Tom Crean, a former head men’s basketball coach at Marquette, Indiana and Georgia, has high praise for the job Maryland men’s basketball head coach Kevin Willard has done in his first year on the job.
The current ESPN analyst has known the Willard family for years. Crean joined Ralph Willard’s coaching staff at Western Kentucky in 1990 as an assistant coach after finishing graduate school. When Crean joined the coaching staff, Kevin was just 15 years old. Crean spent four seasons with the Hilltoppers before following Ralph to Pittsburgh for the 1994-95 season.
“My background with Kevin is almost like family. I love Kevin Willard. I love the family,” Crean said on Glenn Clark Radio Feb. 24. “I follow him closely and I thought he was just an absolute great fit.”
Kevin Willard is off to a great start with the Terps. With one game remaining in the regular season, the Terps are 20-10 overall and 11-8 in Big Ten play. Maryland has recorded some big wins this season, including an upset of Purdue last month and taking down Miami in November in Connecticut to win the Basketball Hall of Fame Tip-Off Tournament.
The Terps finished off their 2022-23 home slate with a 16-1 record, setting a new program record with 13 consecutive wins at home against Big Ten opponents dating back to last season.
“You go into Maryland and you just realize it’s one of the great home-court advantages in college basketball that not everyone understands how great it is,” Crean said. “And it’s very, very hard to win in there and they have a tremendous student section when people come in there. The fans are on you, they’re tough, they’re well-educated on basketball … and they’re into it.”
After defeating Northwestern on Feb. 26, the Terps joined the 2018-19 Purdue squad as the only Big Ten teams to go 10-0 at home in conference play. Taking down the Wildcats earned the Terps a spot in the most recent AP poll (No. 21).
Willard is having a successful season in part with the stellar play of senior guard Jahmir Young. Young is leading the Terps in scoring, averaging15.9 points a game. He has also posted a team-high 98 assists and 36 steals.
“What [Willard] did is he’s developed the players that are there,” Crean said. “They went in and got Jahmir Young, who I think is the key to their team because when he plays well and when he’s at a different level and he’s playing at all three levels — meaning he’s making threes, he’s getting in the paint making passes and he can make his layups — he makes everybody better.”
Crean believes the Terps could be a dangerous team in the Big Ten tournament and NCAA Tournament. Crean says the Terps are one of the best 15 teams in the country right now and that Willard can turn Maryland back into a championship-caliber program sometime in the near future.
Willard learned a lot from his father Ralph and former boss Rick Pitino that he brought with him to College Park, according to Crean.

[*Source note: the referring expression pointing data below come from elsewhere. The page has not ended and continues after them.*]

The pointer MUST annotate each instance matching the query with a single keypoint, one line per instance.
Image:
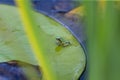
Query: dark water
(53, 7)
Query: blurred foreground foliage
(103, 29)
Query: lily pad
(67, 61)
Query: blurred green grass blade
(102, 40)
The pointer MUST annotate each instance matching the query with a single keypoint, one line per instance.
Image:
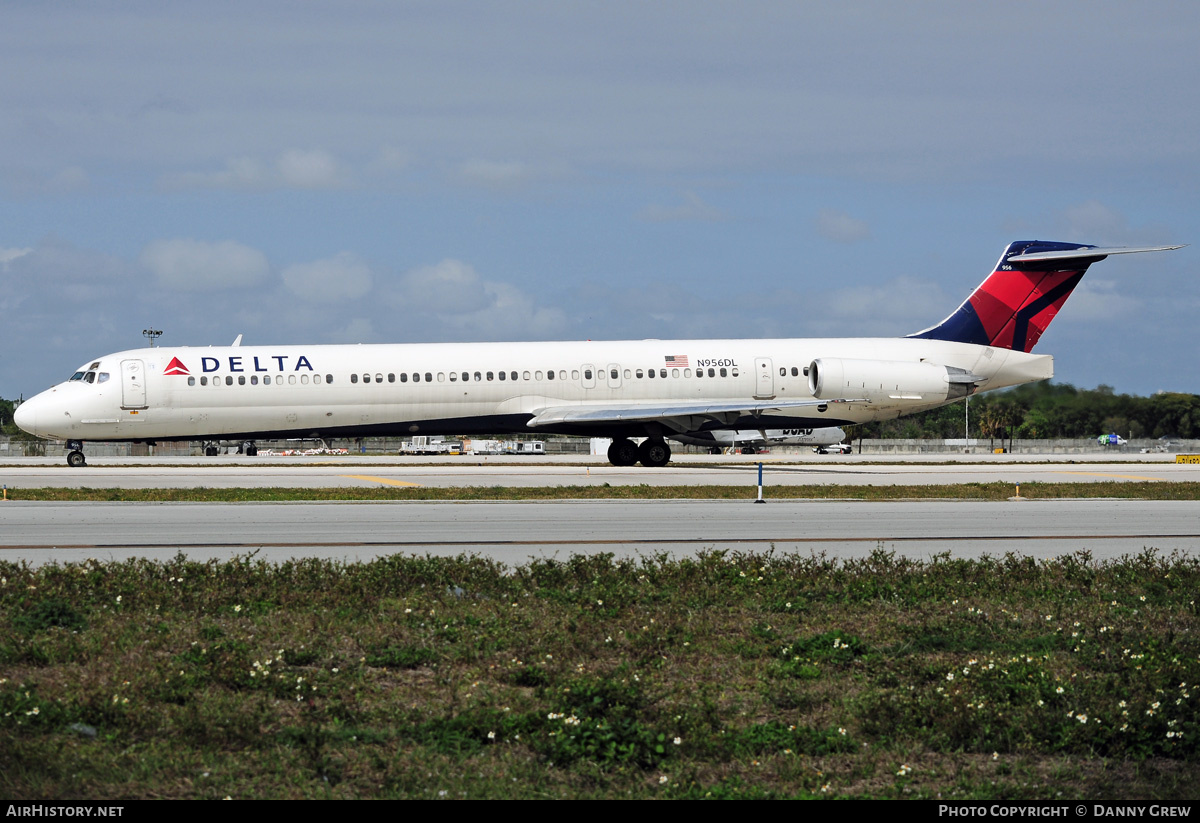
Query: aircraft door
(613, 376)
(133, 384)
(765, 380)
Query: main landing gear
(654, 452)
(75, 457)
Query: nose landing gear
(75, 457)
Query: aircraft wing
(677, 416)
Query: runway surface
(459, 472)
(515, 532)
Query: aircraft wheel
(654, 454)
(623, 452)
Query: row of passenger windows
(467, 377)
(304, 379)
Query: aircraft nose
(25, 416)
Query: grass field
(730, 676)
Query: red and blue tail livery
(1013, 307)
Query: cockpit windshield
(90, 376)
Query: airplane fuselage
(247, 392)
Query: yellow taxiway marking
(385, 481)
(1098, 474)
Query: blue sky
(409, 172)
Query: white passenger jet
(630, 389)
(751, 442)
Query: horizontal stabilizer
(1087, 251)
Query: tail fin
(1013, 307)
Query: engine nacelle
(882, 380)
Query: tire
(654, 454)
(623, 452)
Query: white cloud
(333, 280)
(691, 209)
(449, 287)
(10, 254)
(1098, 300)
(457, 296)
(193, 265)
(840, 227)
(900, 302)
(310, 169)
(294, 168)
(496, 174)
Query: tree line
(1048, 410)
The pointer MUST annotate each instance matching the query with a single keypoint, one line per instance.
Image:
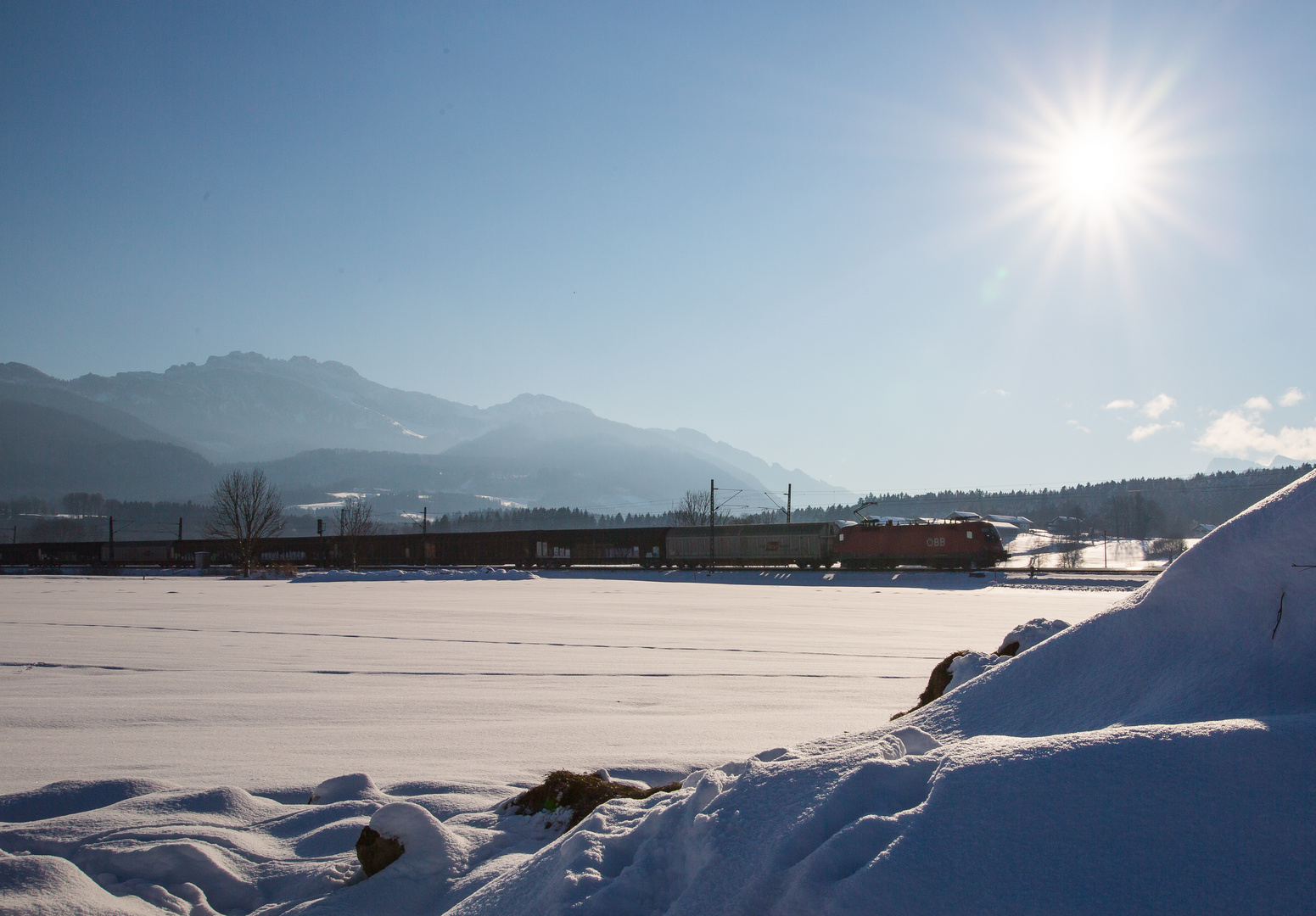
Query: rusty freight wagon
(811, 545)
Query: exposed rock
(938, 684)
(580, 792)
(1026, 636)
(375, 852)
(962, 666)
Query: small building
(1065, 525)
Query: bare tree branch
(692, 508)
(245, 508)
(356, 522)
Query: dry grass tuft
(938, 684)
(582, 792)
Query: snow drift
(1158, 757)
(1155, 758)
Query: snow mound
(74, 796)
(49, 885)
(483, 572)
(351, 787)
(1204, 641)
(1158, 757)
(1026, 636)
(429, 846)
(1155, 758)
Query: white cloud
(1158, 405)
(1240, 434)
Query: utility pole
(712, 522)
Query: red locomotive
(883, 545)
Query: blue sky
(848, 238)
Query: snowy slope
(1155, 758)
(1158, 757)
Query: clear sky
(897, 245)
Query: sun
(1095, 169)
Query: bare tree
(356, 520)
(245, 508)
(1072, 553)
(692, 508)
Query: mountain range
(320, 427)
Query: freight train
(811, 545)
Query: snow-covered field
(272, 684)
(1158, 756)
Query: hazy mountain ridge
(45, 450)
(322, 424)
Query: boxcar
(941, 545)
(809, 545)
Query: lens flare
(1094, 169)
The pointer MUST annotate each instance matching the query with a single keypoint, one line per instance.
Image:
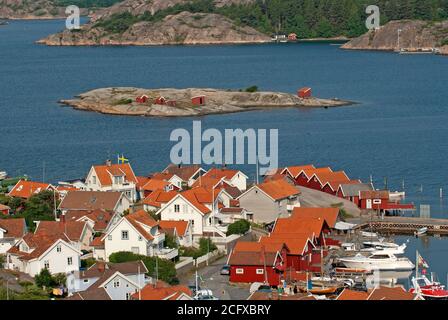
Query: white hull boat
(378, 261)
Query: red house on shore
(304, 93)
(257, 262)
(198, 100)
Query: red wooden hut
(304, 93)
(141, 99)
(198, 100)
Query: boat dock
(402, 225)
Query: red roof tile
(329, 214)
(26, 189)
(15, 228)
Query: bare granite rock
(122, 101)
(415, 35)
(183, 28)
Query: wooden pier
(403, 225)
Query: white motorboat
(3, 175)
(377, 261)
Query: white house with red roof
(180, 230)
(138, 233)
(113, 177)
(235, 178)
(35, 252)
(11, 231)
(269, 200)
(26, 189)
(194, 205)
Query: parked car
(225, 270)
(205, 294)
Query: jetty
(402, 225)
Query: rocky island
(414, 36)
(188, 102)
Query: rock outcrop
(415, 35)
(183, 28)
(122, 101)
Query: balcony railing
(167, 253)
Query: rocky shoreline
(178, 102)
(414, 36)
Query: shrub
(238, 227)
(166, 270)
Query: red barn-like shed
(304, 93)
(141, 99)
(198, 100)
(160, 100)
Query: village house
(113, 177)
(94, 200)
(157, 199)
(257, 262)
(26, 189)
(351, 191)
(163, 291)
(92, 278)
(99, 220)
(180, 230)
(79, 233)
(152, 184)
(35, 252)
(269, 200)
(137, 233)
(4, 210)
(194, 205)
(11, 231)
(234, 178)
(181, 176)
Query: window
(124, 235)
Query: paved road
(219, 284)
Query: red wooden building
(141, 99)
(304, 93)
(256, 262)
(198, 100)
(4, 210)
(373, 199)
(160, 100)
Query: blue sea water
(398, 130)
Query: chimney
(101, 266)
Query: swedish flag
(122, 159)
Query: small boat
(3, 175)
(428, 289)
(421, 231)
(377, 261)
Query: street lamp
(7, 287)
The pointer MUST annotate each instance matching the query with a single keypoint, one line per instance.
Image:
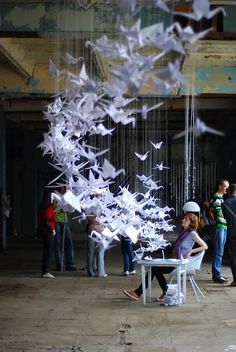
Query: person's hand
(187, 255)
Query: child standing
(128, 256)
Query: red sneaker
(132, 295)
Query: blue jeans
(128, 254)
(48, 244)
(69, 246)
(219, 245)
(95, 259)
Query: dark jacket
(230, 203)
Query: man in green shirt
(64, 236)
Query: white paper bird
(142, 157)
(157, 145)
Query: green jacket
(61, 215)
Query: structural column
(3, 175)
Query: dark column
(3, 175)
(29, 195)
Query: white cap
(191, 207)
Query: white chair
(193, 267)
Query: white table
(179, 264)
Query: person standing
(64, 237)
(229, 211)
(220, 231)
(95, 251)
(128, 256)
(47, 226)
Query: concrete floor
(76, 313)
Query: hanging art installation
(87, 107)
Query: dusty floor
(76, 313)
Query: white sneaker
(47, 276)
(133, 272)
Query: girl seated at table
(183, 248)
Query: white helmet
(191, 207)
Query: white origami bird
(142, 157)
(157, 145)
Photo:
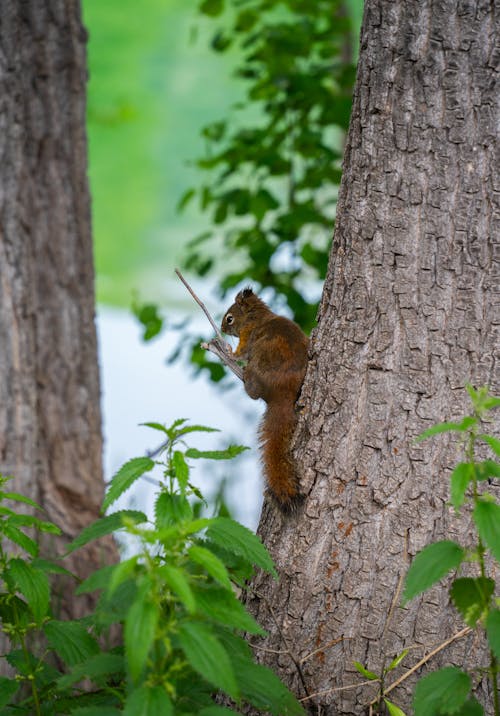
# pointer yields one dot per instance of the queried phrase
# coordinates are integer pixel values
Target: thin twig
(217, 345)
(425, 659)
(335, 689)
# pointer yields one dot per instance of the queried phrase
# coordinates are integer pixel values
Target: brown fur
(275, 351)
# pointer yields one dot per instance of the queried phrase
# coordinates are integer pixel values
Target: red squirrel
(275, 353)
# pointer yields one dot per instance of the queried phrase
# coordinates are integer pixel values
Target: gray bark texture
(50, 421)
(410, 313)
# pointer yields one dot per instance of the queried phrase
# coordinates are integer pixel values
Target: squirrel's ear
(246, 293)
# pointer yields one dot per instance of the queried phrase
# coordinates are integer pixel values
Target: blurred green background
(154, 83)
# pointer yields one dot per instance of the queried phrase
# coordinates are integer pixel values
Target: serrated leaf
(239, 539)
(140, 630)
(493, 442)
(365, 672)
(487, 518)
(18, 537)
(493, 631)
(221, 606)
(441, 692)
(8, 687)
(227, 454)
(70, 640)
(460, 478)
(430, 565)
(98, 667)
(97, 580)
(471, 597)
(393, 709)
(149, 701)
(397, 660)
(196, 429)
(122, 572)
(447, 427)
(208, 657)
(171, 509)
(125, 478)
(181, 469)
(179, 585)
(105, 526)
(211, 564)
(33, 585)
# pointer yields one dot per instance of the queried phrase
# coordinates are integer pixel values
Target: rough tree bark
(410, 313)
(50, 421)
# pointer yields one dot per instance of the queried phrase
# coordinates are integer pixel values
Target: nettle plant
(447, 690)
(181, 640)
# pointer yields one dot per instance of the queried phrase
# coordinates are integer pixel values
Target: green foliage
(447, 691)
(181, 622)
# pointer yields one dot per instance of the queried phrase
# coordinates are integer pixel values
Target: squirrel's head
(244, 305)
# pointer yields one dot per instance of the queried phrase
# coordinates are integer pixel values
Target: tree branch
(217, 345)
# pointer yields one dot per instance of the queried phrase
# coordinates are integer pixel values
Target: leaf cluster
(174, 600)
(447, 691)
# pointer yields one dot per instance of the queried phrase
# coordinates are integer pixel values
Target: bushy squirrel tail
(275, 434)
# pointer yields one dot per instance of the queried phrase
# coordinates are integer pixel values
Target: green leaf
(239, 539)
(181, 469)
(262, 688)
(70, 640)
(8, 687)
(220, 605)
(227, 454)
(31, 521)
(177, 582)
(471, 707)
(460, 478)
(16, 497)
(15, 535)
(471, 597)
(208, 657)
(487, 518)
(98, 667)
(430, 565)
(140, 631)
(397, 660)
(212, 7)
(125, 478)
(461, 427)
(149, 701)
(97, 580)
(121, 572)
(393, 709)
(493, 631)
(105, 526)
(441, 692)
(171, 509)
(33, 585)
(364, 671)
(211, 564)
(493, 442)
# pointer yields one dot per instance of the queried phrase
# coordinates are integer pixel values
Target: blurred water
(138, 386)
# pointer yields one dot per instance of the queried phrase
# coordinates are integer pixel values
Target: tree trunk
(50, 421)
(409, 315)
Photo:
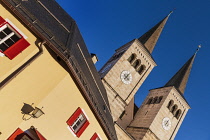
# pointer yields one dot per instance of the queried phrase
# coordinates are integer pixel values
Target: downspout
(177, 125)
(21, 68)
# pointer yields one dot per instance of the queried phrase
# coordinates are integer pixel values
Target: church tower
(127, 69)
(163, 110)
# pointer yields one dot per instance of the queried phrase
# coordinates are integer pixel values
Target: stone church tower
(127, 69)
(163, 110)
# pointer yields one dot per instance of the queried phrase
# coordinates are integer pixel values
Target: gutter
(21, 68)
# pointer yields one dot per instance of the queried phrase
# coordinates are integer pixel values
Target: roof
(48, 21)
(150, 38)
(179, 80)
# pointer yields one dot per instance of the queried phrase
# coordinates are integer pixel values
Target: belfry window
(178, 113)
(150, 100)
(155, 100)
(132, 58)
(159, 99)
(173, 109)
(136, 64)
(141, 69)
(170, 104)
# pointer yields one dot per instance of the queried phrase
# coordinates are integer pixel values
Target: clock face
(166, 123)
(126, 77)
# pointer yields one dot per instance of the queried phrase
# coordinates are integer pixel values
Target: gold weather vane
(199, 46)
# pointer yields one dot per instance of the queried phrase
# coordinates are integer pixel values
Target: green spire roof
(149, 39)
(179, 80)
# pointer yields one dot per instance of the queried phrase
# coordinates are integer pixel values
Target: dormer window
(12, 42)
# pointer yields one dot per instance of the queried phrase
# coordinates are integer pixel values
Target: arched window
(178, 113)
(141, 69)
(136, 64)
(159, 99)
(132, 57)
(150, 100)
(173, 109)
(155, 100)
(170, 104)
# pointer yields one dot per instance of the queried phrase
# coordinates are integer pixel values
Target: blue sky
(107, 25)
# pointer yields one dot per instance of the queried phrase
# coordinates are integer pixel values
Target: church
(51, 90)
(162, 112)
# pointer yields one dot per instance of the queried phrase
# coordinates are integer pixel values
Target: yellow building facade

“He’s got a style of play that he has the conviction in, but he’s got a level of intelligence, awareness and flexibility to figure out a way to beat you on that given night,” Crean said. “… When you have not only a system, but when you have a flexibility and a cerebral type of spacing and awareness of the game that your players can adjust to based on who they’re playing then I think that gives you another edge and I think Kevin Willard has that.”